A Tate exhibition earlier in the year, devoted to Burne-Jones alone, demonstrated the same timidity of approach, making no attempt to place the artist in his European context, and making no mention of his widespread influence abroad. It got rather a condescending review from The Guardian.

The cult of ‘immersive’ exhibitions – go there, wander around, and fall over it – was represented in the 2019 exhibition calendar in a number of enterprises. The most ambitious event of this sort was the Tate Modern exhibition devoted to work by the Icelandic artist Olafur Eliasson. This closes on January 2nd.
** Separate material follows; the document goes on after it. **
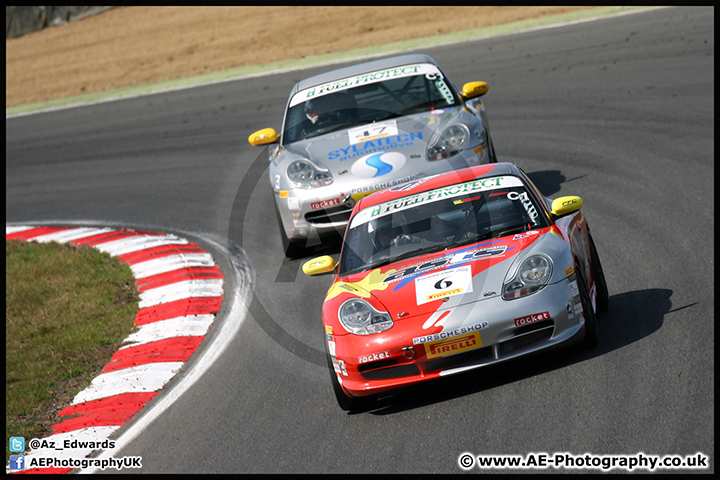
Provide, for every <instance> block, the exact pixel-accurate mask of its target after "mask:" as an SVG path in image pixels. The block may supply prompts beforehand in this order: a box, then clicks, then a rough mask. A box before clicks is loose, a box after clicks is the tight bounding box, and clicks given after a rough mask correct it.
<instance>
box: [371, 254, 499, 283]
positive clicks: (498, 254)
mask: <svg viewBox="0 0 720 480" xmlns="http://www.w3.org/2000/svg"><path fill="white" fill-rule="evenodd" d="M507 250H508V247H507V245H491V246H488V247H482V248H478V249H475V250H470V251H464V252H459V253H455V254H453V255H446V256H443V257H440V258H436V259H435V260H430V261H429V262H425V263H420V264H418V265H413V266H412V267H408V268H403V269H402V270H398V271H394V270H393V271H391V272H388V275H386V276H385V278H384V280H383V283H384V284H390V283H392V282H396V281H398V280H402V279H404V278H406V277H411V276H413V277H414V276H419V275H423V274H425V273H428V272H431V271H433V270H437V269H438V268H442V267H445V266H449V265H454V264H456V263H466V262H472V261H475V260H480V259H482V258H489V257H494V256H497V255H502V254H504V253H505V252H506V251H507ZM468 268H470V267H468ZM446 272H447V271H446ZM447 274H449V272H448V273H446V275H447Z"/></svg>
It is very comprehensive, embracing all kinds of physical experiences – even what is or was provided by the museum’s catering. Not, as it happens, quite comprehensive enough. There was a public outcry from a disabled visitor, who discovered that part of it was impassable for her wheelchair.

She might have she chosen to go there, have made the same complaint about the just closed solo show of work by Anthony Gormley at the Royal Academy. This featured a room which resembled a dried-out swimming pool (look at it only from the edge) and another gallery that was a tangle pf metal rods that only the most lissom of visitors – certainly not me – could penetrate it. The most impressive space offered figures – mostly moulds made from the artist’s own body – that not only stood or lay on the floor, but which in addition projected horizontally from the walls, and hung head down from the ceiling. ‘L’art,’ this assemblage declared, ‘c’est moi!’.

Gormley wasn’t by any means the only artist intent on making this declaration in the exhibitions I saw in 2019, but his voice was one of the loudest.